I’ve been in a relationship with him for a while now. Hell, I’ve been in two relationships with him, and the only bad part was when I knew I had to say good-bye to one side of him. Deciding who was better for me was a nearly impossible decision to make. The scorching, panty-melting, sexy Jack or the sensitive, supportive, incredibly good listener, online “Blake.”
But there’s only one Jack, and he’s everything I’ve wanted, everything I’ve had these past months, all in one tight package.
One package with a heart that matches my own. His past is in the past, and I’m the only one who didn’t see that. I’ve been his present since we started talking. The thought of not having him in my future is worse than any traces of doubt I have about this working long-term. It’s worse than the lie of omission he’s so openly apologizing for.
“I’m sorry, Sarah. I’m so, so sorry.”
He’s done something wrong, that’s for damned sure. But he’s also done something right. “Jack?”
“Yeah?” He meets my eyes.
“You should probably go.”
“Okay. God. Okay, if that’s what you want. I know I have it coming. I just hope someday I can be your friend again after all—”
“You should probably go take the chicken out of the oven before it dries out,” I interrupt.
He should never have hidden the truth from me. But if he hadn’t done that, would I have known how incredible he is on the inside? I don’t think so. I’d have missed out on the most incredible man I’ve ever known.
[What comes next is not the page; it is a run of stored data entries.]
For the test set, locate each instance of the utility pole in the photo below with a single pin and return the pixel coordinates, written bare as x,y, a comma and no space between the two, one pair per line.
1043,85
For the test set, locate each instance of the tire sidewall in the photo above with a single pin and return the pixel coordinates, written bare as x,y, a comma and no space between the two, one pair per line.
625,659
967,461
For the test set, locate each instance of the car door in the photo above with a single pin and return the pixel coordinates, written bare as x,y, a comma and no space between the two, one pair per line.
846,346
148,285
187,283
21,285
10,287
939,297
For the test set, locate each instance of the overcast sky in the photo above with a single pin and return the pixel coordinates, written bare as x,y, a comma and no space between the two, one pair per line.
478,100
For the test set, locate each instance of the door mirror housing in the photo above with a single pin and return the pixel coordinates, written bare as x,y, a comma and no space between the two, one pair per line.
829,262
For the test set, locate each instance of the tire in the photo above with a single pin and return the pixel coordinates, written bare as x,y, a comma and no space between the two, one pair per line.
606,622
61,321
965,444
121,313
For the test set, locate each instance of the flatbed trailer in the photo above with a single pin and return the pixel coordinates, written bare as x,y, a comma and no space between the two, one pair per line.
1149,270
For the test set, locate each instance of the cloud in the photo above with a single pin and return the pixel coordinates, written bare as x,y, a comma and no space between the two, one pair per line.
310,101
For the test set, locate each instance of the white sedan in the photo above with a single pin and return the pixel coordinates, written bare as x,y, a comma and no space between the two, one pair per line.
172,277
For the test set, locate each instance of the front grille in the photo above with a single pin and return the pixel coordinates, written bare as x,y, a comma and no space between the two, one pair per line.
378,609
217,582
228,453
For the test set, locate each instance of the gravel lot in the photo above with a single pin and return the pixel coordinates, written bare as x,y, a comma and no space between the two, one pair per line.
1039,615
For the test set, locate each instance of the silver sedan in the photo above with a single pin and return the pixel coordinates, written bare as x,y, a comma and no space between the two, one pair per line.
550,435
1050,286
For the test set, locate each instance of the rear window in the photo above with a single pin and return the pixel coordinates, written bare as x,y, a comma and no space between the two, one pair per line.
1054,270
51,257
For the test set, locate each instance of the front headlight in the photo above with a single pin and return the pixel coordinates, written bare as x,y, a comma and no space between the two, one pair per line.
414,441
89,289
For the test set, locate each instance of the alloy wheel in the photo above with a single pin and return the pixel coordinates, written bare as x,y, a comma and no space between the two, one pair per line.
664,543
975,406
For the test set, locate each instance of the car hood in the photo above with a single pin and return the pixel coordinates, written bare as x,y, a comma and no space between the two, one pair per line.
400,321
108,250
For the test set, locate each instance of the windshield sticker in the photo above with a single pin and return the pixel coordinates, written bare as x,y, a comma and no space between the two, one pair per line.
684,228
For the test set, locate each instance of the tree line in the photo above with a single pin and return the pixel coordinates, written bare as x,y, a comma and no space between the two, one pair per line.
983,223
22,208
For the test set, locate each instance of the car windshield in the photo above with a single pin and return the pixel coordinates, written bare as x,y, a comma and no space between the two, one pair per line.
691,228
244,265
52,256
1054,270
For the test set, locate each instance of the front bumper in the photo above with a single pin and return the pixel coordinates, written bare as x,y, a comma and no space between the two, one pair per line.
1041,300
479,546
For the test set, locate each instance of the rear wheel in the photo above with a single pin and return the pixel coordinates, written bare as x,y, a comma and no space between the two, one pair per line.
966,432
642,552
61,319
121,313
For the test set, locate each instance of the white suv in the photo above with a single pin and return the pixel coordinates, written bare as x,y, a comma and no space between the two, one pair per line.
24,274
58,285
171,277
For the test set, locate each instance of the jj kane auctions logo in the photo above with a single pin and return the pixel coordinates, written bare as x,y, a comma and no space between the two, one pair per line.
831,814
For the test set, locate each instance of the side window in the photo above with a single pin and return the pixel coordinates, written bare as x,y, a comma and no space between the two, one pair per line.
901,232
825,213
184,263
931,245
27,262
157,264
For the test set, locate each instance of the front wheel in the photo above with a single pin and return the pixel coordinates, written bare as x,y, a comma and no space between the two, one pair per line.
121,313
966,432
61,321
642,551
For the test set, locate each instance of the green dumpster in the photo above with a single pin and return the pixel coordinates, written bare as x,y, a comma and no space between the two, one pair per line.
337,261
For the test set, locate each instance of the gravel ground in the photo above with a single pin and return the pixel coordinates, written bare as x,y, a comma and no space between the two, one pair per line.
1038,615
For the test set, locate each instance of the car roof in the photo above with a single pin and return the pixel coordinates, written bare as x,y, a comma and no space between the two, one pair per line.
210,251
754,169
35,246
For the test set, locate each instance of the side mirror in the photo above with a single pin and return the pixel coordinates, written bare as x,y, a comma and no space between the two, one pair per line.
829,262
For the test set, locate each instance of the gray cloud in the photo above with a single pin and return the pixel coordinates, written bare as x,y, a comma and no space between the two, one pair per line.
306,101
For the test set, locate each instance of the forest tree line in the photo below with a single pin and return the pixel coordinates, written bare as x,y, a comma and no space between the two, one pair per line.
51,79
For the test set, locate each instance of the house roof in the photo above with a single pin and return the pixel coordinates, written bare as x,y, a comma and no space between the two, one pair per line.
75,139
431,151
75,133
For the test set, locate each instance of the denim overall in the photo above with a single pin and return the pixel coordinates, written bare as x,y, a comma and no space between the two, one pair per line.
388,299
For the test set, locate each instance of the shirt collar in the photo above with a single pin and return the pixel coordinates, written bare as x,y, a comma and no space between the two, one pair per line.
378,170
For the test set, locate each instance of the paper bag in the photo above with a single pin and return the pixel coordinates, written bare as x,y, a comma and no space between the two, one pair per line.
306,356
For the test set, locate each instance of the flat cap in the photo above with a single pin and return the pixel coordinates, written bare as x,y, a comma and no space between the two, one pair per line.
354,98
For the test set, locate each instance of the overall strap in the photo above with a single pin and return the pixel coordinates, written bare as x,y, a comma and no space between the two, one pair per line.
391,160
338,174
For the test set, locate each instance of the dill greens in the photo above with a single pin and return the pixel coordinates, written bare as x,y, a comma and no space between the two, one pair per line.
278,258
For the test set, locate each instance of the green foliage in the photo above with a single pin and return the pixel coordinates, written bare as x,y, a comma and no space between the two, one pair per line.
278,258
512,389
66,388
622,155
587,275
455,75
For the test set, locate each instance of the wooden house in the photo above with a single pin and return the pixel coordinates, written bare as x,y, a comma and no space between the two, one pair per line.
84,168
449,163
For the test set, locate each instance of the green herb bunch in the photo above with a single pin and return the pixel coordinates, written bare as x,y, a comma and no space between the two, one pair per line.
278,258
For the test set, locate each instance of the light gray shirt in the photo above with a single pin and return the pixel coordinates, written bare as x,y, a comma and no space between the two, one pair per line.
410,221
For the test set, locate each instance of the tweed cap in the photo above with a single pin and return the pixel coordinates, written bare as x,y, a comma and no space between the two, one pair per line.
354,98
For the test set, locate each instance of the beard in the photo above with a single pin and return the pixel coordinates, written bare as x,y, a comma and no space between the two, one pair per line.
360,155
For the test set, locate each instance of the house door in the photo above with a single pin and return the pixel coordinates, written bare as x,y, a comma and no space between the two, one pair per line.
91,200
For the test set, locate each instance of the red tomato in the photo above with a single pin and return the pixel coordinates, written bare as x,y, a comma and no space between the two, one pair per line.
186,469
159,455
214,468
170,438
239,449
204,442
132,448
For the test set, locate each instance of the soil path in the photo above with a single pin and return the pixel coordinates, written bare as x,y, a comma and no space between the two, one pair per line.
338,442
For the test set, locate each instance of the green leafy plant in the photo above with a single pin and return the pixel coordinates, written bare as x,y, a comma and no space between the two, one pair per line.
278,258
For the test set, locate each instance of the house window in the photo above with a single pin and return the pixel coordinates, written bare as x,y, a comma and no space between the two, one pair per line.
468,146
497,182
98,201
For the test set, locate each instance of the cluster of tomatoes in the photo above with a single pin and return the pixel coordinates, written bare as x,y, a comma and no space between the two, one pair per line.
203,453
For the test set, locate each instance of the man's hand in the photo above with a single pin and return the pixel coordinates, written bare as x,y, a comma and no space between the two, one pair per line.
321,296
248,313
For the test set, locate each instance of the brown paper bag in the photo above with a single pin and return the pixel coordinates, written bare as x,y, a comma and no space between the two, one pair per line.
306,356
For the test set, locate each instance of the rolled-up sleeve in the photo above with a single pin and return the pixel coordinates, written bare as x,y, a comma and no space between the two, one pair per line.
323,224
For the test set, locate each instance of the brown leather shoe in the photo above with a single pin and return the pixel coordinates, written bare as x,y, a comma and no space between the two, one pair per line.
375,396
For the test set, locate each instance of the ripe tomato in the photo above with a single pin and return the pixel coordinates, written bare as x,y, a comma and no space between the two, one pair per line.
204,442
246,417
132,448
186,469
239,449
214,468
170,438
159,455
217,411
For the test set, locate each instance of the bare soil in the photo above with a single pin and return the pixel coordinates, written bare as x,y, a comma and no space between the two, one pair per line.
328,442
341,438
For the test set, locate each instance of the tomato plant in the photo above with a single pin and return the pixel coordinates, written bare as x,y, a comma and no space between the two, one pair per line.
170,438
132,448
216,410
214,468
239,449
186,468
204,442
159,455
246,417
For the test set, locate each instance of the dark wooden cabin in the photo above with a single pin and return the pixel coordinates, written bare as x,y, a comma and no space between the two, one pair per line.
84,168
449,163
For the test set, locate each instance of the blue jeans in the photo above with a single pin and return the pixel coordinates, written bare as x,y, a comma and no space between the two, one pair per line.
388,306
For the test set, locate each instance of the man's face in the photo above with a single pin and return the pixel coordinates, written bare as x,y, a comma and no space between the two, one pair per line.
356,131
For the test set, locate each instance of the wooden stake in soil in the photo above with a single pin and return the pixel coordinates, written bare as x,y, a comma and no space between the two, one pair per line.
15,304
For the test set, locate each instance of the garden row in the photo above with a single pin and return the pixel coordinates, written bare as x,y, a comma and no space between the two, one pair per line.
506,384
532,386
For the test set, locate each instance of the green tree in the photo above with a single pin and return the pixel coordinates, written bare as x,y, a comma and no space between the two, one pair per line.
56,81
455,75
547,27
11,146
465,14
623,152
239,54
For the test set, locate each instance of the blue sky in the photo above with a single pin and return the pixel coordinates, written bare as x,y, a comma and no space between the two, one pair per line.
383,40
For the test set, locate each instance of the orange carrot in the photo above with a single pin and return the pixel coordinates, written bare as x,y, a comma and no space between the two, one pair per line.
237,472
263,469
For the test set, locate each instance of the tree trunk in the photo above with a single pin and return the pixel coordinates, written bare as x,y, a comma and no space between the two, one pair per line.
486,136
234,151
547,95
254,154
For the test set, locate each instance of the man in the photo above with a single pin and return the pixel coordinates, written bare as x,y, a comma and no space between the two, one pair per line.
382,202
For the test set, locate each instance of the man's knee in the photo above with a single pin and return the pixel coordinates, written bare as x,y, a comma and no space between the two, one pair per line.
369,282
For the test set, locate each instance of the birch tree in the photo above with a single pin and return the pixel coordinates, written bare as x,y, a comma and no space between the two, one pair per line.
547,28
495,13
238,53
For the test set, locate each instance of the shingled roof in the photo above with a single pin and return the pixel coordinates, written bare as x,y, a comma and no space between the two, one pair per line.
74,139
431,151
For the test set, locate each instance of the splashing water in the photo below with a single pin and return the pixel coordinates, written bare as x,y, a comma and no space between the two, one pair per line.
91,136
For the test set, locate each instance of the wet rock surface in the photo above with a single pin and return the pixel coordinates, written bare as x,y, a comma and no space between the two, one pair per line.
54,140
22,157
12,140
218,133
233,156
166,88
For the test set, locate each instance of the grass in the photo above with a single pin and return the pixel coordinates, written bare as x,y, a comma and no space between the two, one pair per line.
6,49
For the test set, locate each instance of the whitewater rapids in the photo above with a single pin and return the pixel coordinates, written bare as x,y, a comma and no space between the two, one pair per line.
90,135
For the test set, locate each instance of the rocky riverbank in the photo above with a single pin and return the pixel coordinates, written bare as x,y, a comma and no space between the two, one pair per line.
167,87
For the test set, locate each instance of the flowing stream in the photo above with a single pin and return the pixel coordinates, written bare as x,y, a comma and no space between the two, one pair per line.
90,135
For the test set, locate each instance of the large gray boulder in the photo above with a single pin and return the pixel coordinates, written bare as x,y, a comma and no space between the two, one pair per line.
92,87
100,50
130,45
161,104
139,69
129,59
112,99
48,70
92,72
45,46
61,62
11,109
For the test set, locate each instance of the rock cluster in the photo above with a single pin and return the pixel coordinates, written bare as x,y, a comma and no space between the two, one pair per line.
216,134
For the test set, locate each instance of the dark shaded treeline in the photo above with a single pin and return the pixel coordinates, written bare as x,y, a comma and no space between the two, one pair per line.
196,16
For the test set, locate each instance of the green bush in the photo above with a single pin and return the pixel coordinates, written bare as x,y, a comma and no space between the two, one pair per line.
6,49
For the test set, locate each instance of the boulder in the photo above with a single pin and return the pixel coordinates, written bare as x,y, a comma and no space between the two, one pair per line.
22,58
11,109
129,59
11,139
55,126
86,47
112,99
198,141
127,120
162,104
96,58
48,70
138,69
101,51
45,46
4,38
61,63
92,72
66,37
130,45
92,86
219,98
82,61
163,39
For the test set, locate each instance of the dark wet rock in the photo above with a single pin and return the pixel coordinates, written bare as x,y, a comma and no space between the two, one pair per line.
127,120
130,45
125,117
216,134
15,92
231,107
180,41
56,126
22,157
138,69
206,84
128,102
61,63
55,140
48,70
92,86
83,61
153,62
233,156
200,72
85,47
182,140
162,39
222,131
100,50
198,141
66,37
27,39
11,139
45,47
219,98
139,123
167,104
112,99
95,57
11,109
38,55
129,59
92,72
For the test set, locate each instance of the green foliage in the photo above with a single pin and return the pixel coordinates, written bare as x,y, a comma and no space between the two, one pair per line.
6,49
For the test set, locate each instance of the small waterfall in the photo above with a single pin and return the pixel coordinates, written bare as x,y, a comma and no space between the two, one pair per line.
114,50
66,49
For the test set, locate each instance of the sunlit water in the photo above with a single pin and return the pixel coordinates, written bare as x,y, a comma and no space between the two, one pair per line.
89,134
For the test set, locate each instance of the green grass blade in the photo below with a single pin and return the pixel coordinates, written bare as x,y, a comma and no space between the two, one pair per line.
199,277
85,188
His shoulders sag, and he shakes his head like he can’t believe it. I smile and nod when he reaches for me. He runs his hands up my forearms, up to my shoulders, and stands in my space with a fierce love shining in his eyes. Even when he thought I might be seeing another man, he didn’t confess the truth, waiting for me to make the choice instead. Even though it hurt him so deeply. It wasn’t just about what I needed or wanted; he wanted to be more to me than a casual lay. And he is.